Le réseau de transport urbain a envoyé quelqu'un. On gêne. Il est arrivé avant les pompiers. Ils arrivent. On me l'a dit. Je veux me lever. Ils essaient de m'empêcher. Ils ont peur pour moi. Je me suis levé quand même. Ça tourne. Ils sont deux à m'adosser au mur, à me parler, m'apaiser.

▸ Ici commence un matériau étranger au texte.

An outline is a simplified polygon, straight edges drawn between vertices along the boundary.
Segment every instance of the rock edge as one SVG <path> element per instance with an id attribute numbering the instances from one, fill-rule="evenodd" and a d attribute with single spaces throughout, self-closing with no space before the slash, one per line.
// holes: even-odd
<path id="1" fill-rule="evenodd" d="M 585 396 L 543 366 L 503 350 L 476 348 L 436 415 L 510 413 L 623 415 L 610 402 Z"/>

Je suis parti à vélo ce matin. J'ai cogné un peu la cage d'ascenseur (l'intérieur, c'est la cage ?). J'ai fait peur à une vieille dame arrivé en bas. On ne s'est pas dit bonjour. J'avais fini la bouteille de whisky tourbé au petit déjeuner. La tartine beurrée avec confiture d'abricot, ça fonctionne mieux que celle avec la fraise pour tremper dans la boisson des îles écossaises. Pas très diététique malgré tout. Je titube un peu. Un cocktail d'alcool, de fatigue et de déprime. Je devais aller à une réunion de famille de l'autre côté de la ville, le long du canal. Cela faisait des années que je ne les avais pas vu. Ce n'est pas qu'on soit en conflit, on n'a simplement rien à se dire. Je n'ai rien à leur dire. Par habitude. J'ai pédalé lentement. Il y avait par moment de la buée sur mes lunettes. J'avais chaud. Un peu essoufflé. A un carrefour, je me suis arrêté. Je n'arrivais plus à redémarrer.J'ai fait demi-tour. A quoi bon. La roue de mon vélo a du déraper sur la bordure du trottoir. Je me suis étalé de tout mon long. Mes lunettes ont volé. Mes pieds se sont emberlificoté dans le vélo. J'ai perdu connaissance.Lorsque je suis vraiment revenu à moi, j'étais adossé à un mur, mon vélo était debout à ma droite. Un monsieur me disait que mes lunettes étaient cassées et qu'il les donnait aux pompiers. Ils venaient d'arriver. Le gyrophare bleu accrochait ma conscience chancelante. Ils étaient sept autour de moi, à se préoccuper de moi, à me parler. C'était encore un peu flou pour moi, mais il faisait chaud.